CREA Cuts Canadian Housing Market Forecast Amid Rising Rates and Oil Shock
Event summary
- CREA downgraded its 2026 and 2027 forecasts for Canadian home sales and prices due to rising mortgage rates and economic uncertainty.
- 2026 home sales expected to rise just 1% to 474,972 units, with national average price increasing 1.5% to $688,955.
- 2027 sales forecast at 485,071 units (up 2.1%), with average price edging up 0.9% to $695,094.
- Oil price-driven inflation and higher bond yields have increased the likelihood of a Bank of Canada rate hike later in 2026.

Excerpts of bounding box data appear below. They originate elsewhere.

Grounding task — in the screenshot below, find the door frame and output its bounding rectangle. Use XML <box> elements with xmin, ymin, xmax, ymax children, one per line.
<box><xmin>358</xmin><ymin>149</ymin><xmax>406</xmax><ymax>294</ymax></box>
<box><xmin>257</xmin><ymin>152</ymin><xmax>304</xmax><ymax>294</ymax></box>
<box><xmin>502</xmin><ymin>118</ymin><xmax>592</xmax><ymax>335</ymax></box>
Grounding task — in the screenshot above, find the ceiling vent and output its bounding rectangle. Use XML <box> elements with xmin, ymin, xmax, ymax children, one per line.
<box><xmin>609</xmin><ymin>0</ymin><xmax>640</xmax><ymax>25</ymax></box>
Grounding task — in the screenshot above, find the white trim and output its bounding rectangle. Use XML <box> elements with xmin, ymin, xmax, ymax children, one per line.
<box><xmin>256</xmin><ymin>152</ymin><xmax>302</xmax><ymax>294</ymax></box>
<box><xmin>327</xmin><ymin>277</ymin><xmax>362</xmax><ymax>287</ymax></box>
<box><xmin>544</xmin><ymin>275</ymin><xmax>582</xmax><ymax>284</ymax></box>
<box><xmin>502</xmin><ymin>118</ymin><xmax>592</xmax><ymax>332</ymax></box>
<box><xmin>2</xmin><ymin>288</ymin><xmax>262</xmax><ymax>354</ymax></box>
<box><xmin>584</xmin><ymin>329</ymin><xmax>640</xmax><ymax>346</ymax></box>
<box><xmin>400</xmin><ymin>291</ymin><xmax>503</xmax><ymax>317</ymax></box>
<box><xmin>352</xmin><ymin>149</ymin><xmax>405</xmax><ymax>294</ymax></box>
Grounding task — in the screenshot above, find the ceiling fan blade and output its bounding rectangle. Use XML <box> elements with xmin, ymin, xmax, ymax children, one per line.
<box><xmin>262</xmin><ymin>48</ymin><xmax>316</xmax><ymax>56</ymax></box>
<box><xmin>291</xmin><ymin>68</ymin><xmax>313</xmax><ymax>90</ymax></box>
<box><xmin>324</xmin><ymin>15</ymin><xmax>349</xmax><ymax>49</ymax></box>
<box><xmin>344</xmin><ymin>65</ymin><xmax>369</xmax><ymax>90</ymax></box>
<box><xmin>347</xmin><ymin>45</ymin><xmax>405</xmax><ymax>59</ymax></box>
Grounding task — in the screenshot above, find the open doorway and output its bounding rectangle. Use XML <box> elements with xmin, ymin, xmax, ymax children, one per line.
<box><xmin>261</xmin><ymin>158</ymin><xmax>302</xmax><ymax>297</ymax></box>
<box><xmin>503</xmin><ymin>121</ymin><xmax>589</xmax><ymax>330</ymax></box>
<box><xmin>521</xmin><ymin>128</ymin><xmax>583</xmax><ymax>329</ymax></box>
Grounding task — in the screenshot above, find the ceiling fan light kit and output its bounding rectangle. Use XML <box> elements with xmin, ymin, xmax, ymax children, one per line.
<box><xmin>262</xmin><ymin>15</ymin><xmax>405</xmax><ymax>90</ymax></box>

- Provincial variations expected, with British Columbia and Ontario driving modest gains, while other regions see slower growth.
The big picture
CREA's revised forecast reflects broader economic headwinds, including rising interest rates and inflationary pressures from the oil sector. The downgrade underscores the sensitivity of Canada's housing market to monetary policy shifts, particularly as first-time buyers remain sidelined. The forecast suggests a prolonged period of stagnation in home prices, with regional disparities driven by population growth and economic conditions.
What we're watching
- Rate Hike Impact
- How higher mortgage rates will affect buyer activity and pricing stability in key markets like British Columbia and Ontario.
- Economic Recovery
- Whether Canada's tepid economic start to 2026 will persist, further dampening housing market activity.
- Oil Shock Duration
- The pace at which oil-driven inflation subsides and whether it triggers a sustained Bank of Canada rate hike.